All Aboard the Crazy Train

Thursday, October 28, 2010
Ozzy

The committee that awards the Nobel Prize in medicine was kicking themselves, no doubt, when they learned that they had prematurely awarded this year's prize to the guy who invented in vitro fertilization. If only they had waited another few weeks, they could have given the appropriate recognition to the miracle of medicine announced on Sunday.

We are speaking, of course, about this week's announcement that "Godfather of Metal" Ozzy Osbourne has now had his full genome sequenced. Serious people at an otherwise serious organization are claiming, with a straight face, that this is something we should take seriously. Seriously.

The twitterverse has already burned through most of the good one-liners here:

  • Why didn't they sequence Sharon to see why she puts up with him? 
  • Will we finally discover the genetic keys to surviving the ingestion of bat blood? 
  • Isn't Ozzy actually the second Price of Darkness to be sequenced? After all, Craig Venter went first.  [credit]

It's easy to poke fun at stunt science and celebrity spectacles. Pointing out the absurdity that Ozzy now pens a health column for the Times of London is like shooting fish in a barrel. It all goes to prove that life can be stranger than satire.

Taking a step back from the humorous elements of the story, there are more than a few things to be concerned about here. The very idea that anything of any value can possibly be gleaned from studying this many variables in a population of one is an affront against the kind of thought and work it took to make whole-genome sequencing possible. In a genetic study with an N of 1, what can't you claim to show?

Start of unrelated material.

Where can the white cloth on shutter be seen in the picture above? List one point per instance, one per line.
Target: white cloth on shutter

More subtly, perhaps, there's a more pernicious line of thinking at the heart of the matter. Ozzy's genome may, indeed, show some unique and remarkable differences from the handfull of other genomes we've sequenced. It's a pretty big (and dangerous) leap, however, to immediately associate these differences with the most pronounced differences in how Ozzy has lived his life. By doing so, we risk making the same essential error made by phrenology

Yes, Ozzy has taken a prodigious quantity of illicit drugs. He has demonstrated what many would consider anti-social behavior. The fact that these characteristics are vivid, however, does not make them biologically influenced. Social deviance is a notoriously difficult thing to measure with any precision. Our fascination with applying biology to social constructs is largely a bias to be overcome, not an urge to be indulged.

Whole genome sequencing may hold the keys to untold insight into the human condition. Sequencing Ozzy may just be the kind of stunt that's necessary to get the whole thing enough momentum to gather data on statistically useful populations. But it may be a case of "one step forward and two steps back" if genome sequencing becomes just another instrument of celebrity vanity or easy moralism. 

You can't paint all vendors with a single brush... but if whole genome sequencing really wants to be taken seriously, it must show that it takes itself seriously. Ozzy isn't going to help that cause.